Small aerosol droplets that can carry viruses will be captured from inhaled air by using a combination of copper-based filters and a bio-inspired tortuous passage with periodic thermal gradients induced by spiral copper wires. The aerosol capture will be articulated by modulating the dynamics of flow structures in the convoluted geometry (a vortex trap) and by thermophoresis action along the respirator’s internal walls (a thermal trap). Cyclic cold/hot temperature changes on the walls, along with ionic activity from the copper material, will be used to inactivate the trapped viruses.
The vortex trap is an animal-inspired, topologically complex air-transmission passage of the respirator. It promotes the formation of large-scale secondary flows, as well as large- and small-scale coherent vortices that result in localized flow separation, reduced velocity, and particulate attractors. These mechanisms allow implementing efficient engineering strategies for virus deactivation via heat and copper-based ionic processes.
The thermal trap of the respirator uses the thermophoresis effect where temperature gradient can drive sufficiently small particles towards cooler surfaces; it can be used as a complementary mechanism to collect particulates and viruses within the mask. A comparatively cold wall attracts, and a hot wall repels tiny particulates.
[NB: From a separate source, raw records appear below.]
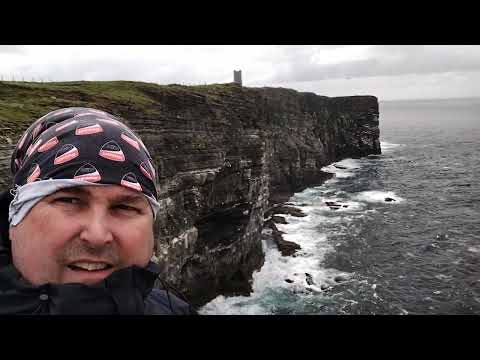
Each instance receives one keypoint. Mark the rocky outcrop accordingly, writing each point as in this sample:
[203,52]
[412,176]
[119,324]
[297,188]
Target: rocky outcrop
[225,155]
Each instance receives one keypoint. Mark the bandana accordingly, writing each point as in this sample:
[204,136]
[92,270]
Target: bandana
[75,147]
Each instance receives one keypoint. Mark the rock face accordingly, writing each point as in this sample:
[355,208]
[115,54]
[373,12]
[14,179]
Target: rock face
[225,155]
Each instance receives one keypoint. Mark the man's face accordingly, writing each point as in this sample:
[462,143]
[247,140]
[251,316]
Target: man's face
[83,234]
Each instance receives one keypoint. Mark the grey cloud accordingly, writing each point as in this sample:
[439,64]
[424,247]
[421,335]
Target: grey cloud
[12,49]
[384,61]
[114,69]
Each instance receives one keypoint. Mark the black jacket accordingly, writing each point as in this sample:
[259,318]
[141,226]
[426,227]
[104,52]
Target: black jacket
[127,291]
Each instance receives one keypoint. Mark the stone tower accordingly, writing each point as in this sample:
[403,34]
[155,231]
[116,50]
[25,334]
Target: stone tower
[237,77]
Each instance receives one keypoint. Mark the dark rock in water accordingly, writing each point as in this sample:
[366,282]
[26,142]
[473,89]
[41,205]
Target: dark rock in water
[431,247]
[309,279]
[279,220]
[282,209]
[333,205]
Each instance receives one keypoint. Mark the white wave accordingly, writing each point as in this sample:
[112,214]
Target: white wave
[270,282]
[343,169]
[376,196]
[386,146]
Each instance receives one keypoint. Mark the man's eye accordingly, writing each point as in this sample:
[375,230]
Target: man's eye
[67,200]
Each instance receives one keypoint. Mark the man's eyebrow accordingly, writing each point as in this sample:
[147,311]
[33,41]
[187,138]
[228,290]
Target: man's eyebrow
[73,190]
[129,198]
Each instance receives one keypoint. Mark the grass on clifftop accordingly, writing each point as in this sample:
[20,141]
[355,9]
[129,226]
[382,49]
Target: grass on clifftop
[23,102]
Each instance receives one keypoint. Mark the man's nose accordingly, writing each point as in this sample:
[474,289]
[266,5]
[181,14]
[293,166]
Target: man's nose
[96,229]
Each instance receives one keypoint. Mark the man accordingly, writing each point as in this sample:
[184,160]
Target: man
[76,229]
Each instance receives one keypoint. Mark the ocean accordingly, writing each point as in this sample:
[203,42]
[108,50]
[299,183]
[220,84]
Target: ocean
[418,253]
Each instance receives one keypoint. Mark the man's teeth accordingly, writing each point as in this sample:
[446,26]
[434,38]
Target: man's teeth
[90,266]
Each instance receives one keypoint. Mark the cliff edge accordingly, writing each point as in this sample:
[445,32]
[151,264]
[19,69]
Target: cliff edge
[225,155]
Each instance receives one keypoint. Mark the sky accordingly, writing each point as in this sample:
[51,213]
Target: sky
[389,72]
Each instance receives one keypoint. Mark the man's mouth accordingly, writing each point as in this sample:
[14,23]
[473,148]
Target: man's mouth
[89,266]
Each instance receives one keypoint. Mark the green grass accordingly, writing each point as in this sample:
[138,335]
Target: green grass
[23,102]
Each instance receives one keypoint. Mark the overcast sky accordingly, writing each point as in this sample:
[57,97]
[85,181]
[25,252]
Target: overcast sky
[389,72]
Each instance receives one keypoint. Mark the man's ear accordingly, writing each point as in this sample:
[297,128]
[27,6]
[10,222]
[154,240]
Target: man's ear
[12,232]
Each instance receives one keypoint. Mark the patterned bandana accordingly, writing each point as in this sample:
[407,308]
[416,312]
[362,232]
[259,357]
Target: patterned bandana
[83,144]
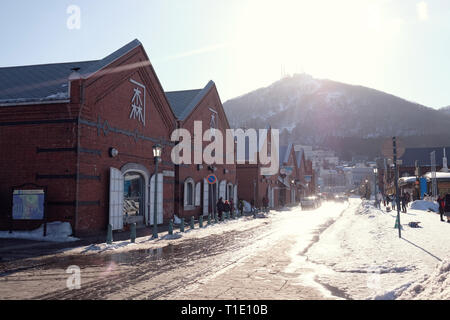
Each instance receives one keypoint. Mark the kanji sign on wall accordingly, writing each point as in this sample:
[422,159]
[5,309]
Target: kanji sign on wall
[212,179]
[138,102]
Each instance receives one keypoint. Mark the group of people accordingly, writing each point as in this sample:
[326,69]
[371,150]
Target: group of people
[444,206]
[227,206]
[388,200]
[224,206]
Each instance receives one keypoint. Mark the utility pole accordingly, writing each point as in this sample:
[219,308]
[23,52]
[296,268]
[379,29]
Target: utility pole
[397,195]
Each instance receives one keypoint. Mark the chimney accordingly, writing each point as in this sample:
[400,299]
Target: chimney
[444,163]
[74,85]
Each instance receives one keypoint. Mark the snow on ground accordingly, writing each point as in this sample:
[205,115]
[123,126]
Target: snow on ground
[436,286]
[56,232]
[241,224]
[425,205]
[367,259]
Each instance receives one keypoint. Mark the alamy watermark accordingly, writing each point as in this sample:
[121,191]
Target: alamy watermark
[73,282]
[238,146]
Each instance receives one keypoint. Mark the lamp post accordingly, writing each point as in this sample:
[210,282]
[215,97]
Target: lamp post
[157,150]
[375,171]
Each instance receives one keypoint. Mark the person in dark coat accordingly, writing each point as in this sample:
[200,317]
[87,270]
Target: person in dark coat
[403,200]
[220,207]
[226,207]
[441,201]
[447,207]
[241,206]
[265,204]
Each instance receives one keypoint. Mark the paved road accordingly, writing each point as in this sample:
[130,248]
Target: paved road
[264,262]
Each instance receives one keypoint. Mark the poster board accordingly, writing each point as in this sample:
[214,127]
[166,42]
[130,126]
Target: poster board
[29,204]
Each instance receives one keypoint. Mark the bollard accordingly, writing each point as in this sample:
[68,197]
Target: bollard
[170,227]
[182,225]
[133,232]
[109,238]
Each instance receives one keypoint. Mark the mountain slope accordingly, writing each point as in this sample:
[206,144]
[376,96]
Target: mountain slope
[316,111]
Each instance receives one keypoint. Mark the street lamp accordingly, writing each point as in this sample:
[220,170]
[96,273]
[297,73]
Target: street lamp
[157,150]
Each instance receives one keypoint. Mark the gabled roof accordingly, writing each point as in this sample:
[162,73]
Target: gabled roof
[298,157]
[184,102]
[49,82]
[423,157]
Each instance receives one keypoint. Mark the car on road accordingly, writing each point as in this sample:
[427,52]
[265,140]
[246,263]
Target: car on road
[311,202]
[340,198]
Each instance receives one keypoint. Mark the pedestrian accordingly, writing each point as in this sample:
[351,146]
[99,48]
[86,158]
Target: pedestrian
[403,200]
[227,207]
[441,201]
[220,207]
[447,207]
[241,206]
[265,204]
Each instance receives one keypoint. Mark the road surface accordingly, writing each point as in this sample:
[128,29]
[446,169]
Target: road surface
[264,261]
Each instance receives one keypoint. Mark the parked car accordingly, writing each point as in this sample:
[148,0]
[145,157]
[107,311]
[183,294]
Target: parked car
[311,202]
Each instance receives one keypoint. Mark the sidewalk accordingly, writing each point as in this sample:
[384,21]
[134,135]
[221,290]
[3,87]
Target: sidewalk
[14,249]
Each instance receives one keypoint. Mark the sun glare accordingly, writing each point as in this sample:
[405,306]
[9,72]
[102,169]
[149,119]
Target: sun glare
[325,38]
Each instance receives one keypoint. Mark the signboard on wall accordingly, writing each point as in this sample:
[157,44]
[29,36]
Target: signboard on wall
[28,204]
[287,170]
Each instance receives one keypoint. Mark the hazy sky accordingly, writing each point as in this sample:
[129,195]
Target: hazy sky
[398,46]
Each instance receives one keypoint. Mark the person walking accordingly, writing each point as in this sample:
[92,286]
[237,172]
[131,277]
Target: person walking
[227,207]
[220,207]
[447,207]
[265,204]
[403,200]
[241,206]
[441,201]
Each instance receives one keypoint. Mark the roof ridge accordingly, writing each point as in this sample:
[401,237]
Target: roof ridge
[48,64]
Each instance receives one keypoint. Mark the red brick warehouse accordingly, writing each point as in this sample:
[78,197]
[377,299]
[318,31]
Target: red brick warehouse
[59,132]
[193,194]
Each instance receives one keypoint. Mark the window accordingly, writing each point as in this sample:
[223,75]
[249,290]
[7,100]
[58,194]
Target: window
[189,193]
[133,193]
[197,194]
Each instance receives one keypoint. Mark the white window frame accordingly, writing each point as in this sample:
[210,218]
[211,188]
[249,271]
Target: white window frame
[198,194]
[185,194]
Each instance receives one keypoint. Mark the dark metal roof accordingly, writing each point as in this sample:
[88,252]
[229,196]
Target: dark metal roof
[285,152]
[184,102]
[49,82]
[298,156]
[422,155]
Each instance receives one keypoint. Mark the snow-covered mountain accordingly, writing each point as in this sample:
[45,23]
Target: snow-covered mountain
[313,111]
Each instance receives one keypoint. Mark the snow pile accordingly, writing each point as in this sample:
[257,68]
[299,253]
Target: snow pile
[176,219]
[366,207]
[247,207]
[425,205]
[56,232]
[434,287]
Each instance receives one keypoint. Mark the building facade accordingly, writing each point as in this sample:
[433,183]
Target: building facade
[85,132]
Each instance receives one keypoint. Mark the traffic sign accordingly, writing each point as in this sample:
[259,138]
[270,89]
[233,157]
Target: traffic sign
[212,179]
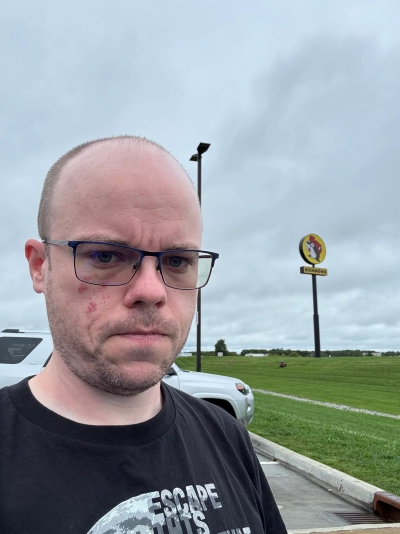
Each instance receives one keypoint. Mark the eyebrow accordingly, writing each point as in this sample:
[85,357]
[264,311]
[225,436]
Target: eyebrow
[116,241]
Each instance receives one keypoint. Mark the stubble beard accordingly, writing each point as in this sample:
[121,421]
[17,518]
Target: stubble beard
[95,366]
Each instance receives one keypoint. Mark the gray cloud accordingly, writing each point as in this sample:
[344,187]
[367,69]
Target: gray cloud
[300,105]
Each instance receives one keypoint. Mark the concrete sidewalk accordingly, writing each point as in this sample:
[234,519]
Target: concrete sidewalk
[316,498]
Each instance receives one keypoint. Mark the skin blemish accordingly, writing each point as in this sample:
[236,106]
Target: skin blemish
[92,307]
[82,288]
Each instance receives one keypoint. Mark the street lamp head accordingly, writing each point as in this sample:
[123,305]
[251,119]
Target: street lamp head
[203,147]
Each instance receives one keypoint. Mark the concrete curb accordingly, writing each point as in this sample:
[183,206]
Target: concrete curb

The project will integrate the theoretical, experimental, and computational expertise of the principal investigators in optimizing the design for a new-age respirator, which can be radically more effective in preventing the transmission of COVID-19. By preventing nosocomial transmission, the product can also be a critical game-changer for the healthcare community. The team seeks collaboration with virology labs and pharmaceutical companies for detailed testing with live COVID samples and accelerated concept-to-product transition.